Georgian: 1714 - 1837
This was a period when there was great public demand for cheap jewelry, creating a market for paste jewelry. Cut-steel, like the mineral marcasite, was commonly substituted for diamonds for those who could not afford the genuine article.
Both women and men wore an abundance of jewelry during the Georgian era. Men commonly wore jeweled buttons on the their coats and on the knees of their breeches, and pocket watches with a variety of watch fobs.
Women typically favored a full jewelry parure with a number of matching pieces (necklace, ring, brooch, earrings and bracelet) or demi-parure with two or three matching pieces.
Motifs most frequently found in Georgian jewelry include the sévigné bow, hearts, flower garlands, ribbons and stars. Designs were typically openwork gold filigree, repousseé, square shaped brooches with pearl borders, ring with crowned-heart motif, and enamel or engraving ornamentation.
Victorian: 1837 – 1901
Queen Victoria wore mourning jewelry during an extended period of mourning for Prince Albert. Such pieces typically used black jet, onyx, and human hair; common motifs were clasped hands, crosses, doves and garlands.

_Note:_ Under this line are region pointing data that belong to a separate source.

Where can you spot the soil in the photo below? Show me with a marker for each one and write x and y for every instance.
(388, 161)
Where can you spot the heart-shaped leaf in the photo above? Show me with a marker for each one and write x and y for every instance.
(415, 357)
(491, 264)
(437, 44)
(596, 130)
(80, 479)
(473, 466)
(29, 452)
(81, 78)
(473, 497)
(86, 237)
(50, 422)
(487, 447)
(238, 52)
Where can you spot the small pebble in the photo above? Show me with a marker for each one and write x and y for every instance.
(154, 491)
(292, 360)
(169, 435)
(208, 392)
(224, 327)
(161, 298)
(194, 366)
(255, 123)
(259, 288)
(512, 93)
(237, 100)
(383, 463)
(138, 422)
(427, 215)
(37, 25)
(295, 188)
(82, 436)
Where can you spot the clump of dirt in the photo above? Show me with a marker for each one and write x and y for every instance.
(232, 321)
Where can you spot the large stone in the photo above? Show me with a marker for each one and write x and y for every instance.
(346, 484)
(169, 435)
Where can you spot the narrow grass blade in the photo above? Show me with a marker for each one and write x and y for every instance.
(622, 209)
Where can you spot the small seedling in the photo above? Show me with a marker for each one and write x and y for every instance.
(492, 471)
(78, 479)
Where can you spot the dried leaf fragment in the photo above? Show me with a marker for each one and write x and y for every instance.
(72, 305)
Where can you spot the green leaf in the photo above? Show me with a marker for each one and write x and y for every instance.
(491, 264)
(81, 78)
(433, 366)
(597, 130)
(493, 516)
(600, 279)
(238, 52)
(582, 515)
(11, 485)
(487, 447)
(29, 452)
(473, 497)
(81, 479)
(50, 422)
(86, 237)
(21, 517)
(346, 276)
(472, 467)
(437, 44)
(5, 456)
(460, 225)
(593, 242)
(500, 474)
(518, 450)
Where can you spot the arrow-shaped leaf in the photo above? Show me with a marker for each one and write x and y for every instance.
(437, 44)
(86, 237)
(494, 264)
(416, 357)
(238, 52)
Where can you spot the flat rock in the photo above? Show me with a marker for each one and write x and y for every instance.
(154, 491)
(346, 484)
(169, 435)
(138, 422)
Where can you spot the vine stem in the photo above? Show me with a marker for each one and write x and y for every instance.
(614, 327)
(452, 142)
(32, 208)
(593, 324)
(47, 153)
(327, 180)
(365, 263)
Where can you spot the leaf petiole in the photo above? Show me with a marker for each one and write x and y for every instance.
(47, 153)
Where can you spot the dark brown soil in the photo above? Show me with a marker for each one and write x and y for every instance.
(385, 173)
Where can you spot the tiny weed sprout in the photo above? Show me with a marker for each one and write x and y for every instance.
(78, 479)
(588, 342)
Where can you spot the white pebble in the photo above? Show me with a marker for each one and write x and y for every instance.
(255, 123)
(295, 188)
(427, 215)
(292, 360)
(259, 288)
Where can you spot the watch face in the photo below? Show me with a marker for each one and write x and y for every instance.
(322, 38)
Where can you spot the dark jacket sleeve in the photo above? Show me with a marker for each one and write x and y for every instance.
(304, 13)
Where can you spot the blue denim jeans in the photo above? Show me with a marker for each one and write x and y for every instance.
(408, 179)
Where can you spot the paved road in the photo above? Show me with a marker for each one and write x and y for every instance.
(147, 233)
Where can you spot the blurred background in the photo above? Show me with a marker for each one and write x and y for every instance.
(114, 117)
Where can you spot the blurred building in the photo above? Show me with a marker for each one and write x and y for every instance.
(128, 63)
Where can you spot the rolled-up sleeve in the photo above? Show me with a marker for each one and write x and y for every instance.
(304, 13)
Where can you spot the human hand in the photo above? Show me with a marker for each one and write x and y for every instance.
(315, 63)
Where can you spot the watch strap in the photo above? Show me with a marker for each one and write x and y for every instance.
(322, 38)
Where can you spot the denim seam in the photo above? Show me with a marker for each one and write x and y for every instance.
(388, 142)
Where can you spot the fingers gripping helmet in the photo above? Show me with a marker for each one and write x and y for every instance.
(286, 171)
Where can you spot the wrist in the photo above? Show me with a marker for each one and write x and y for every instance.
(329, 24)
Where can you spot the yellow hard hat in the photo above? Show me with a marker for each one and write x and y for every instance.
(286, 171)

Cameos are another item popular during the Victorian era. The classic subjects traditionally carved on cameos changed from scenes of mythology and legend to the sentimental motif with an anonymous female profile.
Ornamental motifs on Victorian jewelry included grapes, vines, leaves, serpents, hearts, flowers and crescent moons. Popular gemstones included amethyst, opal, garnet, peridot, coral, citrine, turquoise, carnelian and aquamarine.
Art Nouveau: 1880 – 1914
The jewelry motifs from this era include nude or semi-nude female figures; female heads in languorous poses; sunbursts; crescents; insects and botanical motifs, many of which were often combined in designs with a dreamlike quality.
The jewelry of the Art Nouveau period stressed artistry and enameling with colored gemstones used to dramatize a design. The most popular gemstones were moonstones, opal, chalcedony, peridot, amethyst, aquamarine, topaz, mother of pearl, lapis lazuli, rock crystal, and turquoise. The cabochon cut was preferred.
Arts and Crafts: 1890 – 1914
Designs were abstract or featured naturalistic themes such as flowers, leaves and garlands. Rather than precious metals, inexpensive materials such as silver and base metals were used. Use of enamels and cabochon-cut gemstones instead of faceted ones is another characteristic of the Arts and Crafts period.
Edwardian: 1901 - 1910
Knife-edge settings produced mountings that were nearly invisible, giving the gemstone the appearance of floating without support. Mille grained (raised edges) settings made diamonds appear larger.
Motifs most frequently found in Edwardian jewelry are good luck symbols, horseshoes, wishbones, doves, hearts, laurel wreaths, ribbon bows, small animals, sun, stars and moon. Distinctive to the Edwardian period are drop earrings, long bead or pearl sautoirs with tassels, negligee pendants, bar brooches and bangle bracelets.
Art Deco: 1920 - 1940
Art Deco drew inspiration from a combination of various influences — Cubism in the art world; architecture; Asian, Islamic, Indian, African and Egyptian art; and the machine age. Some of the most typical designs reflecting these influences are the lattice motif, pagoda, dragons, Fu dogs, fish, and disks. Carved and smooth polished jade and coral were commonly used.
Typical of the Art Deco era is jewelry with a “fruit salad” look; rings and brooches made with a combination of diamonds, carved rubies, carved emeralds, and carved sapphires. Platinum, white gold, and tricolor gold were the most commonly used precious metals. Especially popular was the diamond straight-line bracelet.
The use of Bakelite, an early plastic, was unique to the Art Deco period. It could be easily molded and dramatically colored. Bakelite pins, earrings, necklaces and pendants in geometric fruit and floral designs were quite common.
Retro: 1935 - 1950
The most typical motifs include flowing scrolls, bows, knots, florals, hearts, small animals, insects, birds and snakes. Most common are charm bracelets with numerous charms, large pendants of bold design, hinged lockets, and pendants that convert to brooches.